As shown in FIG. 1, the support 17 also carries a similarly-displaceable drive member 40' which lies at the top of the shield apparatus. The drive member 40' is widened in relation to the other drive members 40 and engages as with a tongue-and-groove connection with adjacent drive members 40 to close off the gap therebetween. The undersides of the floor structures 14, 15 also guide displaceable drive members 40" resting on the floor of the working. As with the drive members 40, the drive members 40', 40", are shifted with the aid of rams 41 and preferably individually.

To ensure that the various telescopic guides are not subjected to excessive force when the frames A and B are shifted up the struts 42 carry a guide device 43 which as shown in FIG. 3, comprises a projection block 45 engaging in a slidable guide piece 44.

It is not essential to provide the drive members 40, 40', 40" and the frames A, B can be adapted to directly engage the wall of the excavation.
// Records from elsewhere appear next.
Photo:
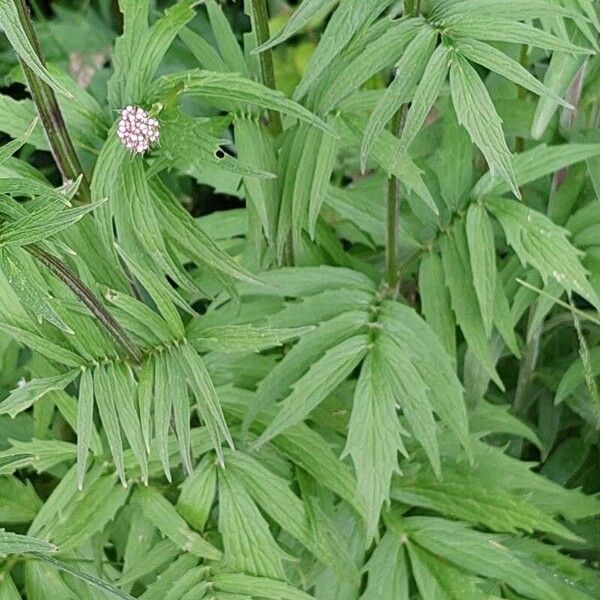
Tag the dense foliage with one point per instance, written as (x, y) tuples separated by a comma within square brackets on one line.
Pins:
[(327, 327)]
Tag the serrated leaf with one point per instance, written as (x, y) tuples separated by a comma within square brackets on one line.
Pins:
[(435, 302), (248, 544), (24, 396), (85, 422), (13, 543), (544, 245), (43, 346), (536, 163), (479, 553), (258, 586), (425, 95), (320, 380), (498, 62), (242, 338), (20, 41), (495, 29), (301, 17), (350, 16), (162, 513), (198, 493), (476, 113), (459, 279), (234, 87), (374, 436), (409, 70)]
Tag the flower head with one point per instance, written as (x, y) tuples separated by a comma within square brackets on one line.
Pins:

The shape of the frames A, B can also be modified if desired, e.g., ovular or polygonal configurations are practicable.

Claims

1. In a shield apparatus for driving tunnels or the like comprising two axially spaced apart support frames each of generally arch-shaped configuration, drive members supported on the outer sides of the frames, the drive members extending in the axial direction, and means for shifting one frame relative to the next in the axial direction, the improvement comprising support frames each assembled from:

two transversely spaced apart floor components,

a ridge component,

two transversely spaced apart outwardly arcuate side components, each side component having upper and lower ends, the upper end thereof being adjacent a respective side of the ridge component, the lower end thereof being disposed above a respective one of the floor components,

a pair of first telescopic guide means, each comprising a first member rigid with one of the floor components and a second member pivoted to the associated side component about an axis extending axially of the apparatus,

a pair of second telescopic guide means, each comprising a member rigid with a respective side component and a member pivoted to the ridge component about an axis extending axially of the apparatus,

a pair of first hydraulic ram means, each acting between the ridge means and a respective side component, and

said arcuate side components being supported solely at said upper and lower ends.

2. An apparatus as claimed in claim 1, wherein a floor beam is disposed between the floor components and third hydraulic ram means are arranged to act between each of the floor components and the floor beam.

3. An apparatus as claimed in claim 1, wherein the ridge component is constituted by a hollow axially extending beam and the second guide means and second hydraulic ram means extend through apertures in the sides of said beams.

4. An apparatus as claimed in claim 1, wherein the guides include a box-shaped tubular guide member.

5. In a shield apparatus for driving tunnels or the like comprising two axially spaced apart support frames, each of generally arch-shaped configuration, drive members supported on the outer side of the frames, the drive members extending in the axial direction, and means for shifting one frame relative to the next in the axial direction, the improvement comprising support frames each of which is self-supporting whereby the space within the frame is wholly unobstructed, each frame comprising a ridge component, a pair of arcuate side components and at least one floor component, the ridge and side components being connected by telescopic guides each having one member rigid with one of the ridge components and a respective side component and another member pivoted to the other such component, each side component being supported from the at least one floor component by a respective telescopic guide having one member rigid with one of the side components and at least one floor component and another member pivoted to the other such component, and hydraulic ram means for adjusting the height of the side components relative to the at least one floor component and relative to the ridge component.